Building the Recommendation Engine
After doing some research, I discovered the Collaborative Filtering algorithm, which I used to build the recommendation engine. The approach used was the item-based filtering approach whereby an item matrix was built to determine the relationships between the health conscious products in the database and infer user preferences. The engine enables users to search for products and view other suggestions, but it will also enable them to filter those recommendations based on their personal preferences and profiles. The engine works by receiving input from the user (i.e. the exact name of the product that they are searching for), processing that input by finding the product correlations via collaborative filtering, then outputting a list of suggested products with the highest correlations in addition to the product the user entered. My code for this recommendation engine is on GitHub. The two figures below illustrate that the recommendation engine starts off by showing 6 suggested products, then the user can further customize that list based on their preferences. The engine shows the product category, name, price and rating, which we considered to be relevant to shoppers. For simplicity, a sample result set was used as the input to the Tableau Public dashboard where we display the engine.

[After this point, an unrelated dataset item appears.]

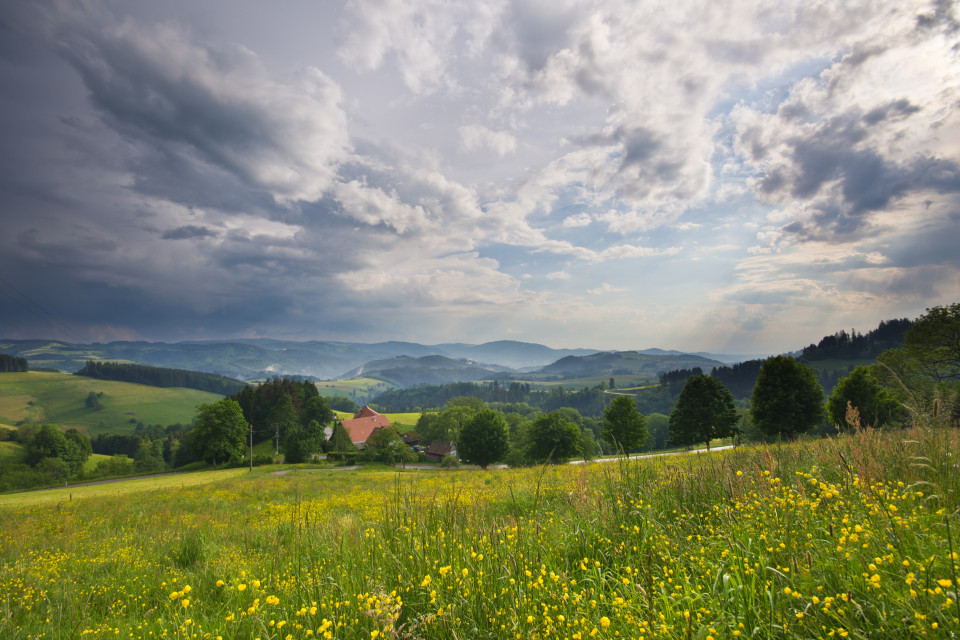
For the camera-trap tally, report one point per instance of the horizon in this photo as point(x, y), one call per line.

Building the Front End Interface
The last part of the project was to build the front end interface where users can retrieve their health-conscious product recommendations. An interactive Tableau dashboard was built to showcase various aspects of our project, including the recommendation engine. Hovering over items at the top will reveal information about the dataset, and using the filters at the bottom will kickstart the recommendation engine.
Conclusion
The team’s goal was to build a recommendation engine that suggests health conscious self-care products to users, specifically skincare products. In order to do that, we had to ensure that we went through the data engineering process to ensure that we had good data to use as input for the engine. Our solution created an easy way for individuals to find good skin care products that are not harmful to them or the environment. This solves the problem that we originally wanted to address. There are many things that could be done to expand on the project such as upgrading the engine to work with partial product searches among many other things. However, these would be the goals of a data scientist. This project shows that we could build an end-to-end data pipeline that optimizes and prepares data for others to analyze, build models or, in this case, build a recommendation engine. In the end, our team won one of the top 3 crowd favorite awards, and we couldn’t be prouder of all the effort everyone put in to create this project!